While the Internet plays a huge role with Canadian leisure travelers, a significant minority still likes to shop for and book travel through travel agents, both on- and offline.

Those are among the key findings in a recent report produced by PhoCusWright Inc., “Canadian Online Travel Overview, second edition 2007-2011.”

David McCaig

“Canadians are among the most ardent users of the Internet but a large number have come to make it a habit to research consumer information online, while making the ultimate purchase ‘offline’ or at the store,” said David McCaig, president and COO of the Association of Canadian Travel Agencies (ACTA). “Certainly, this is true in travel where our agencies tell us consumers often come in armed with pricing and other information they have collected online.”
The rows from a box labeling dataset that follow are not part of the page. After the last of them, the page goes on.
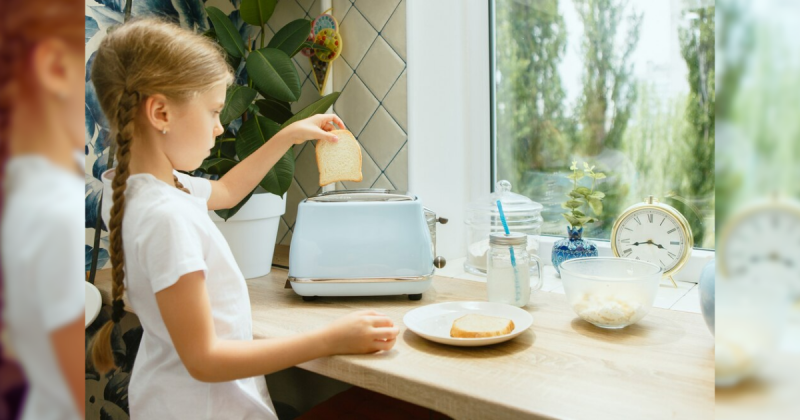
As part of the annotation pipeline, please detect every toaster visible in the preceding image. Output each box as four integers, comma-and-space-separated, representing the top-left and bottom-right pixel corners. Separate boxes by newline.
289, 189, 447, 300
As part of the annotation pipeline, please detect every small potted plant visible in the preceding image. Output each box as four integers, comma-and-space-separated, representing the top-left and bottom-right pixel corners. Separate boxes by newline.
551, 161, 606, 274
202, 4, 339, 278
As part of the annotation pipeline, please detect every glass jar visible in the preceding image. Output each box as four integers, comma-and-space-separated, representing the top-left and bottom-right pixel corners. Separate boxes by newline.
486, 232, 542, 307
464, 181, 542, 276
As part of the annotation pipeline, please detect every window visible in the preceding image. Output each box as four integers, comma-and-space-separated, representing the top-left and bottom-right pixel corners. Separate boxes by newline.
490, 0, 715, 248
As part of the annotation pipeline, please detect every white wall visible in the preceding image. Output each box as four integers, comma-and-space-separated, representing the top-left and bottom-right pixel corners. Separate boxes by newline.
407, 0, 491, 260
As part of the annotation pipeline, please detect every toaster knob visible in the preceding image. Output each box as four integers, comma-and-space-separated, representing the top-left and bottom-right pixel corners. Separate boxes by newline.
433, 256, 447, 268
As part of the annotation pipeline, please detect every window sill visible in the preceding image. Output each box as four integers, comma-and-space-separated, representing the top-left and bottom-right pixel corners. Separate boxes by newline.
436, 254, 701, 314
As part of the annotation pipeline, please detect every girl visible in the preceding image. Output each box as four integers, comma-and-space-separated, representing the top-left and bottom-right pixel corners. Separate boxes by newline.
92, 19, 398, 419
0, 0, 86, 420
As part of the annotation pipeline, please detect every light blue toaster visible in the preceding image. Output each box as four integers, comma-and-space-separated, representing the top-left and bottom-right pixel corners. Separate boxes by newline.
289, 189, 447, 300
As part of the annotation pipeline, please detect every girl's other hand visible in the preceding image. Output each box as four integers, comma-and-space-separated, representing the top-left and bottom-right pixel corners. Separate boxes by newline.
321, 311, 400, 355
285, 114, 346, 144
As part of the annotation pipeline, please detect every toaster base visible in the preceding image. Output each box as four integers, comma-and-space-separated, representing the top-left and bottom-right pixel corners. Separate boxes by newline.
289, 276, 433, 300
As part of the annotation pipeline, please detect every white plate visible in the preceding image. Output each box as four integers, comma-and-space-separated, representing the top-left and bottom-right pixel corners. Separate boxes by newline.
403, 302, 533, 347
83, 281, 103, 328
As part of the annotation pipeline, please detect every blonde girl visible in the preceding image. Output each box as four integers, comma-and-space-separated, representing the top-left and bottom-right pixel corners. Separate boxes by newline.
91, 19, 398, 419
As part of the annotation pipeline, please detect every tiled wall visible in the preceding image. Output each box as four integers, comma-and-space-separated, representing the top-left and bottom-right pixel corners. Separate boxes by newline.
278, 0, 408, 245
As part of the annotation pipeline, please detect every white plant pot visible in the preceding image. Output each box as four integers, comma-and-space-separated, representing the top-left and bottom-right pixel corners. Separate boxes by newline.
208, 192, 286, 279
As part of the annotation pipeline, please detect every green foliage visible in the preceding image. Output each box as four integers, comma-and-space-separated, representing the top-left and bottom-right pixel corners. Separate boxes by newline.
561, 161, 606, 228
199, 0, 339, 220
495, 0, 712, 247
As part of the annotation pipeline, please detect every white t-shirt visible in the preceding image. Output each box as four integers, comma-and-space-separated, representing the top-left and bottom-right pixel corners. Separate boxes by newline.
2, 155, 86, 420
102, 170, 277, 419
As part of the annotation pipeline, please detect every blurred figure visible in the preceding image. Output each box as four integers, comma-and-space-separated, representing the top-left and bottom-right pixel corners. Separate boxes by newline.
715, 0, 800, 419
0, 0, 85, 420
According to the PhoCusWright report, 27% of Canadian travelers use retail travel agents during the shopping stage while a whopping 83% rely on Web sites as their usual method to shop for travel. Online travel agencies (OTAs) are the most popular sites, used by 68% of survey respondents. Other commonly used sites for travel shopping include general search engine (50%), travel provider Web site (48%), destination Web sites (26%), and a retail travel agency Web site (21%).
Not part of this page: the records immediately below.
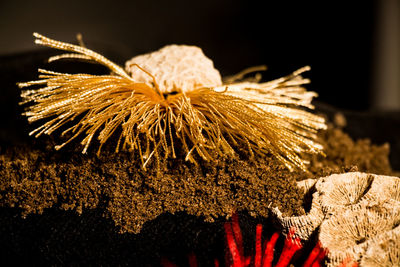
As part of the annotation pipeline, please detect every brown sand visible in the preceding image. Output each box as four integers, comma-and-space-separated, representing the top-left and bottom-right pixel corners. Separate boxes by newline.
0, 118, 392, 233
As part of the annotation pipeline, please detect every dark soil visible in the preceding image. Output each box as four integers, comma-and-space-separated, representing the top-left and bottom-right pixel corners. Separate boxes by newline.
0, 117, 392, 233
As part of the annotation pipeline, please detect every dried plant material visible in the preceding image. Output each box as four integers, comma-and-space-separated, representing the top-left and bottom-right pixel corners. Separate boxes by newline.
272, 172, 400, 266
365, 175, 400, 203
319, 208, 400, 266
19, 33, 326, 170
272, 202, 324, 240
360, 226, 400, 267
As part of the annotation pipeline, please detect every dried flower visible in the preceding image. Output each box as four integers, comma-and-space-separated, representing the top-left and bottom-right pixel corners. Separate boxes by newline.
19, 33, 326, 169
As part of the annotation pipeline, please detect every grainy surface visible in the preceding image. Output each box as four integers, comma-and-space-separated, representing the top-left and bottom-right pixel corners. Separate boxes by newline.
0, 123, 391, 233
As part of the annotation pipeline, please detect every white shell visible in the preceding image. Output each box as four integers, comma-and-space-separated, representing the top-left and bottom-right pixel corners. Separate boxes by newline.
272, 172, 400, 266
125, 45, 222, 93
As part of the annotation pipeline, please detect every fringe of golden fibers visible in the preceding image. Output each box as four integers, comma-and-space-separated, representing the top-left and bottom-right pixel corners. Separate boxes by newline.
19, 34, 325, 172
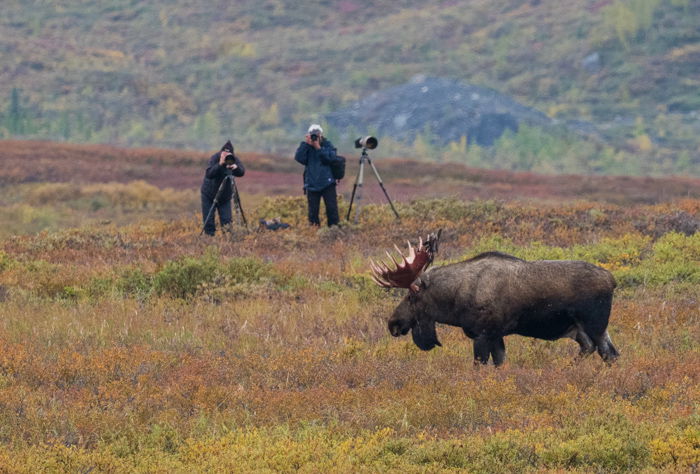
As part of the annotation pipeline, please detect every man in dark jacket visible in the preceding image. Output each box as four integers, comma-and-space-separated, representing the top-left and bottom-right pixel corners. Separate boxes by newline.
201, 140, 245, 235
294, 123, 340, 227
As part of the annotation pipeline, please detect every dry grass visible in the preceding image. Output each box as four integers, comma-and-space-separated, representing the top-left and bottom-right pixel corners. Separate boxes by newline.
0, 149, 700, 472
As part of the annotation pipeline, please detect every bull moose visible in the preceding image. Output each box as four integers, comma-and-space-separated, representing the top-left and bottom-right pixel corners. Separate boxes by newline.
370, 232, 619, 366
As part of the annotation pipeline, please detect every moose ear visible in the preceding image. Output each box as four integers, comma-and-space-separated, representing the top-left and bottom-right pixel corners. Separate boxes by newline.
411, 321, 442, 351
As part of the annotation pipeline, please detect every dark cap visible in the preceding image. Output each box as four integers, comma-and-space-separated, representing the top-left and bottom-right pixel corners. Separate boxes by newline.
221, 140, 233, 154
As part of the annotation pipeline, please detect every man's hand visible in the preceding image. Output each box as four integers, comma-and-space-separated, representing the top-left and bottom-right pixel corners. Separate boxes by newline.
304, 133, 321, 150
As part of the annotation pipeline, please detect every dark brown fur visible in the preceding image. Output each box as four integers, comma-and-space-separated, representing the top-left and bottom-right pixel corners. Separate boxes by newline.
389, 252, 619, 365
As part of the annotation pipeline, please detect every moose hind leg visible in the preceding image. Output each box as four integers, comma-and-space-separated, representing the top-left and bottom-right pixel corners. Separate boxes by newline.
474, 336, 491, 365
490, 337, 506, 367
595, 331, 620, 363
574, 328, 595, 359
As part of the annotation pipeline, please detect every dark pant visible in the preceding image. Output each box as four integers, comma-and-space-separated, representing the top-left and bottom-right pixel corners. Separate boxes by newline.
306, 184, 340, 227
202, 194, 232, 235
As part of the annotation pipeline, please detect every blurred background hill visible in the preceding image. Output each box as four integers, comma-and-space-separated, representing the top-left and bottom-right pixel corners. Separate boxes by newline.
0, 0, 700, 176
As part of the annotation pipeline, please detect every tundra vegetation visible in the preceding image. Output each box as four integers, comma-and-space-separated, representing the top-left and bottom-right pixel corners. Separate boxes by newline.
0, 145, 700, 472
0, 0, 700, 176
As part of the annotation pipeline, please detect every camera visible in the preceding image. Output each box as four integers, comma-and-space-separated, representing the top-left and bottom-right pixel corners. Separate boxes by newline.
355, 135, 379, 150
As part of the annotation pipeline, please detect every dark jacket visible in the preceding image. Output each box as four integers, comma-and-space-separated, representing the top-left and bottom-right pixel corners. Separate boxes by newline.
294, 138, 338, 191
202, 151, 245, 198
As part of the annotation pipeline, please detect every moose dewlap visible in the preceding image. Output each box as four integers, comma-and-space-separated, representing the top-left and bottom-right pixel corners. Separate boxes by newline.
371, 233, 619, 365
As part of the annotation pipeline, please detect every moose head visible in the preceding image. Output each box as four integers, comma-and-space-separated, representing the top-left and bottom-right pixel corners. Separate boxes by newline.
370, 230, 442, 350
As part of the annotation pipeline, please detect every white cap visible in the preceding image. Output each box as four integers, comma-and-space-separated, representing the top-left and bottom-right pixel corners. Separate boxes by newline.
308, 123, 323, 135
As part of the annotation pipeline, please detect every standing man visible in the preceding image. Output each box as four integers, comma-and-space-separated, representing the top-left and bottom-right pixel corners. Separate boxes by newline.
201, 140, 245, 235
294, 123, 340, 227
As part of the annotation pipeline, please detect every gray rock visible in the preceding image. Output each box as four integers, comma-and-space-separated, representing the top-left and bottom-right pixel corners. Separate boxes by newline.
325, 76, 553, 146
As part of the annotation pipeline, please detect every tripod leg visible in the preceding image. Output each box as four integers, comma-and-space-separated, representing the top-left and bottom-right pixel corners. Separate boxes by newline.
231, 177, 248, 229
345, 160, 362, 221
367, 157, 401, 219
348, 157, 365, 224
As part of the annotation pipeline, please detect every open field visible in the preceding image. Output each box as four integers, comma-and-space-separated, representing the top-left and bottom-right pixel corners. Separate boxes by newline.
0, 142, 700, 472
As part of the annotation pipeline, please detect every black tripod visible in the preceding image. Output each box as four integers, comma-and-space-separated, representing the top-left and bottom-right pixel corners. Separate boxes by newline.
346, 148, 401, 224
199, 169, 248, 235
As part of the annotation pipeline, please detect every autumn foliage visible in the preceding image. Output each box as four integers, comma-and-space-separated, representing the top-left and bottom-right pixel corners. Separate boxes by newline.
0, 140, 700, 472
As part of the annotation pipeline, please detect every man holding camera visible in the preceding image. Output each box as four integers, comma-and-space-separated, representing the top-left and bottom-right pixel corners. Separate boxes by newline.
201, 140, 245, 235
294, 123, 340, 227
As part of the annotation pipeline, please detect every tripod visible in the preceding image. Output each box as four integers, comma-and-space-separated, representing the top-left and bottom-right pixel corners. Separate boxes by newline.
346, 147, 401, 224
199, 169, 248, 235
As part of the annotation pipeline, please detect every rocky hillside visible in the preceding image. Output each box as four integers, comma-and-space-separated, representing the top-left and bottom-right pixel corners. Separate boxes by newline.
0, 0, 700, 175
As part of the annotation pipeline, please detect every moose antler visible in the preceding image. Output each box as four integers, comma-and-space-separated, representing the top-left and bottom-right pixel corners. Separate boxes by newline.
370, 230, 442, 293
Younger travelers (aged 18 to 34) also gravitate toward metasearch engines (33%) and social networking sites (11%) when shopping for travel. They are less likely than older travelers to shop on a retail travel agency site (15%) or a destination Web site (14%).

Purchasing Patterns

Though Canadians are big online shoppers, they don’t necessarily do all their purchasing online; 35% of Canadian travelers said they usually or exclusively book offline. Another 30% said they purchase travel both online and offline, and 27% of Canadian travelers surveyed said they usually book their travel through a traditional travel agent.
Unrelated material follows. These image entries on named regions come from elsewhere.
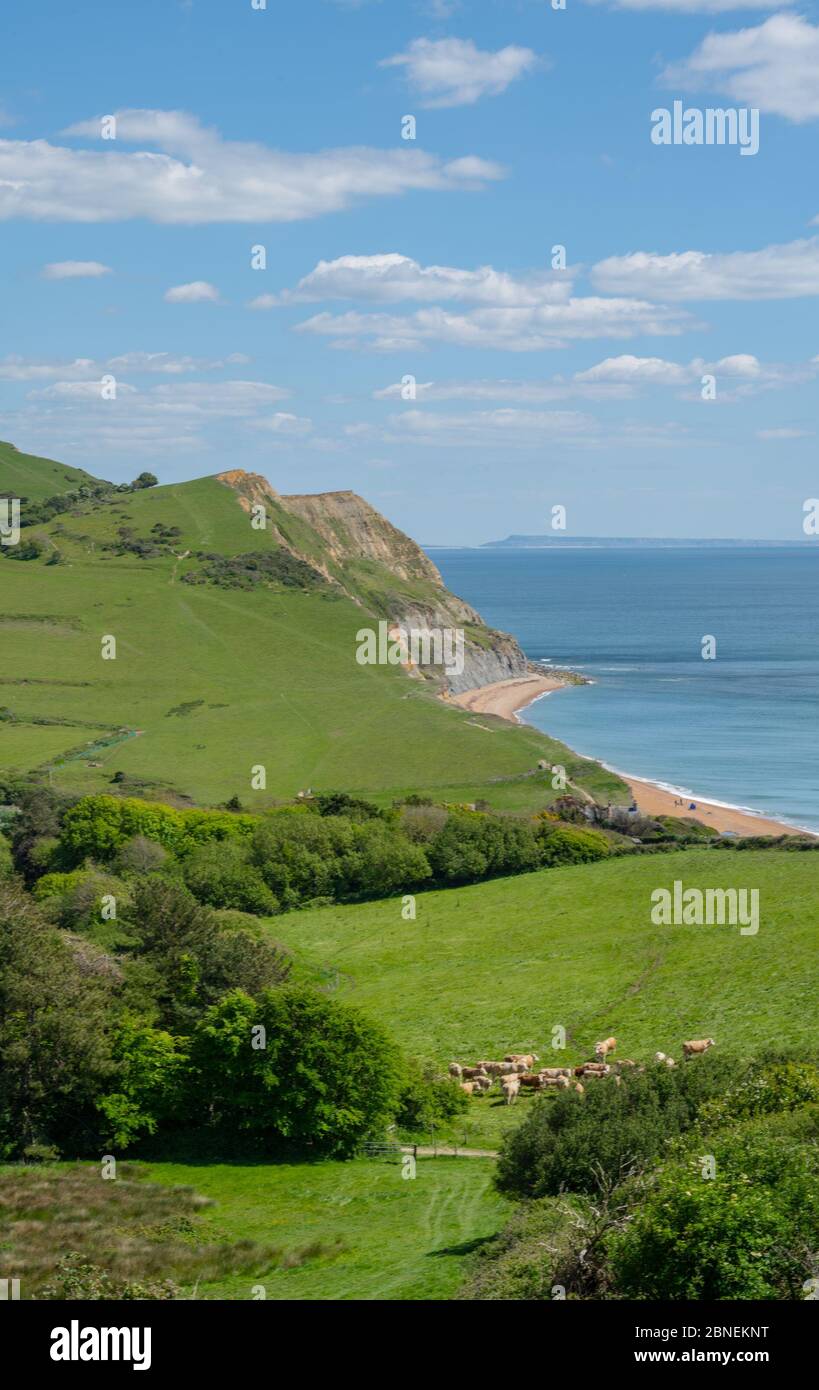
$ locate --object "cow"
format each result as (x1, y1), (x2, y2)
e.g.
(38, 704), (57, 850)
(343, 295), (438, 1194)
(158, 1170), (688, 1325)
(501, 1076), (520, 1105)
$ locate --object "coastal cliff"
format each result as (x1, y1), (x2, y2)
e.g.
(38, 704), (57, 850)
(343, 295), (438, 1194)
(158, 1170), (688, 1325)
(217, 468), (530, 695)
That figure is driven in part by the strength of the packaged market in Canada. Most packages are still sold predominantly through brick-and-mortar travel agencies, as are the vast majority of cruises and segments like volunteer tourism and exotic tourism, said ACTA’s McCaig.

“Often, a Canadian consumer will buy online if the journey is a simple Point A to Point B,” he said. “When the journey is more complex, however, this consumer turns, almost inevitably, to the travel agent who can handle complicated arrangements. In other words, as ACTA says, there is a limit to DIY travel…”

Despite the fact that Canadians continue to be multi-channel travel buyers, the online leisure travel and unmanaged business travel markets significantly outperformed the total travel market during the recession.

“Cost-conscious travelers looked harder for bargains and deals online, while offline channels — in particular, traditional travel agencies and travel management companies — experienced a sharper decline, with a dramatic falloff in corporate travel demand,” according to the PhoCusWright report.

Agencies Online

The recession particularly benefited OTAs, which in 2009 grew 5% to reach C$2.8 billion in sales. The report included in its OTA data the online bookings of three of Canada’s largest retail travel agency networks, BelAir Travel, Flight Centre and Sears Travel.

Flight Centre, which operates 165 retail brick-and-mortar travel shops across Canada, expanded its business online, including an online booking engine, about six years ago. “The strategy then was to have multi-channel distribution,” Flight Centre president Greg Dixon told Travel Market Report.

Three years ago the agency implemented a different strategy focused on using the company’s Web site primarily to push business to the storefronts. Even so, Flight Centre retained its online booking capability. “There is a group of people we’ve identified who don’t necessarily want to deal with a person,” Dixon said. “They just want to go online and transact travel.”

According to ACTA’s McCaig, “Brick and mortar agencies in Canada are increasing their online presence and enabling online booking themselves. An agency without a Web site is rare. Online is now the greatest storefront in the world. You have to be there, in addition to just down the street.”